I had thought of my soap hours as a total waste of time, not a joke, not camp, not for a piece, not critically, a serious waste of time. But when the loss of Lee became such an important thing, I found that those two-and-a-half-year, open-ended narrative experiences define a lot of what I am and what I think, what I would like to write, what I think America, particularly a certain age and voice group, is, and what I think the American radical and intellectual communities are not. I guess I am part of an age group that, through being skipped, through never having had a generational voice, was forced into the broadest possible America. Even now (and we are in our thirties), we have no journals we publish, no exile we share, no brawls, no anecdotes, no war, no solidarity, no mark.
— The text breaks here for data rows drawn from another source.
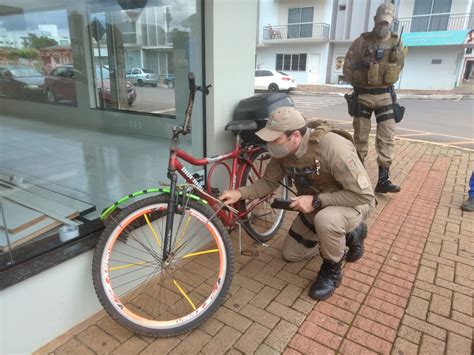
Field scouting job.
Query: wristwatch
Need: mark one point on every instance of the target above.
(316, 203)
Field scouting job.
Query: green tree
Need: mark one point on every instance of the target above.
(28, 53)
(13, 54)
(34, 41)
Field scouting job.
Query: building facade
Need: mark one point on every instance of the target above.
(320, 32)
(78, 138)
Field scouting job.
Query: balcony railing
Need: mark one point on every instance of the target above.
(434, 22)
(296, 31)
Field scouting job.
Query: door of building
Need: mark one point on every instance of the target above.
(314, 68)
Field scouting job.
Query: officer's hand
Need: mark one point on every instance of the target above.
(302, 203)
(230, 196)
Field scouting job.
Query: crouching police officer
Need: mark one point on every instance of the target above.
(372, 65)
(334, 199)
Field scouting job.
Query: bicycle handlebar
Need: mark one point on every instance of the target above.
(189, 109)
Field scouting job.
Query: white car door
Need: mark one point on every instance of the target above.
(258, 80)
(267, 79)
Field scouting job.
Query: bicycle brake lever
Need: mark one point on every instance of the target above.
(204, 89)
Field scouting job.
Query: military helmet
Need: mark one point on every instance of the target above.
(385, 12)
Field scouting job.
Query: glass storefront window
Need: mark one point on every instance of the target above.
(116, 72)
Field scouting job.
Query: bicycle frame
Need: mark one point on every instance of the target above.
(229, 218)
(235, 172)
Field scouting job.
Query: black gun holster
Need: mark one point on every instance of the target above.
(398, 111)
(352, 105)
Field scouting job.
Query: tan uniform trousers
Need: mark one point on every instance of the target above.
(332, 223)
(385, 130)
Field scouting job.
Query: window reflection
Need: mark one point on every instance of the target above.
(32, 45)
(122, 60)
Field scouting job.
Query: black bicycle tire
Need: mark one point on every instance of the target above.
(242, 206)
(97, 279)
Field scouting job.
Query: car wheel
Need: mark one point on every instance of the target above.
(51, 97)
(273, 87)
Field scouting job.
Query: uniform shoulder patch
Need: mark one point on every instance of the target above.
(350, 163)
(363, 181)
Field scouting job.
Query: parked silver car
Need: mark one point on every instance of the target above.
(141, 77)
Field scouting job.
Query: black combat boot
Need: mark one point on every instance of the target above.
(329, 277)
(384, 185)
(355, 242)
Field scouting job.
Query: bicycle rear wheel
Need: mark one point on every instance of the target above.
(156, 298)
(263, 221)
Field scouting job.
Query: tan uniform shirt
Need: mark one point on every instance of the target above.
(358, 54)
(342, 179)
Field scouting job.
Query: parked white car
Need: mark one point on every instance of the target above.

In college, under Eisenhower, we were known for nothing, or for our apathy. A center of action seemed to have broken down in us. Lacking precisely the generational tie (through the media, mainly, kids now know about other kids) and just after the family unit began to dissolve, we knew what there was of our alienation privately, and not yet as a claim or a group experience. We now have vertical ties, loves, friendships, loyalties to people older, younger, other than ourselves. We are unnoticed even as we spread clear across what people call, without taking account of us, the generation gap.
I think that is our special note—we cut across. Across ages, idioms, stresses, cultural values, memories. At a moment of polarization, and other clichés that drain the language of meaning, the continuity of the American story seems to rest just now in us. The first age group to experience in its youth a murderous overvalue on precocity (which leads now to an idiot generational impasse), we held back. We grew up separately, without a rhetoric, drawing our ideas from age and cultural groups already formed, as we were not. The idiom of Another World is no more foreign to us than The Green Hornet, Joseph Conrad, The New York Review of Books, bourbon no more or less our own than marijuana is. Unaware of each other until now, we are in it all. Some of us have dropped a generation back, to lead a student movement that belies everything we are. Others have taken their positions quietly, in society as it was before we came and as, in the years of its most annihilating smugness, it nearly killed us off. But most of us, I think, were formed and remain one by one—formed by books and by the media, but, through the accident of our span of history, formed alone. And now I think we are a force.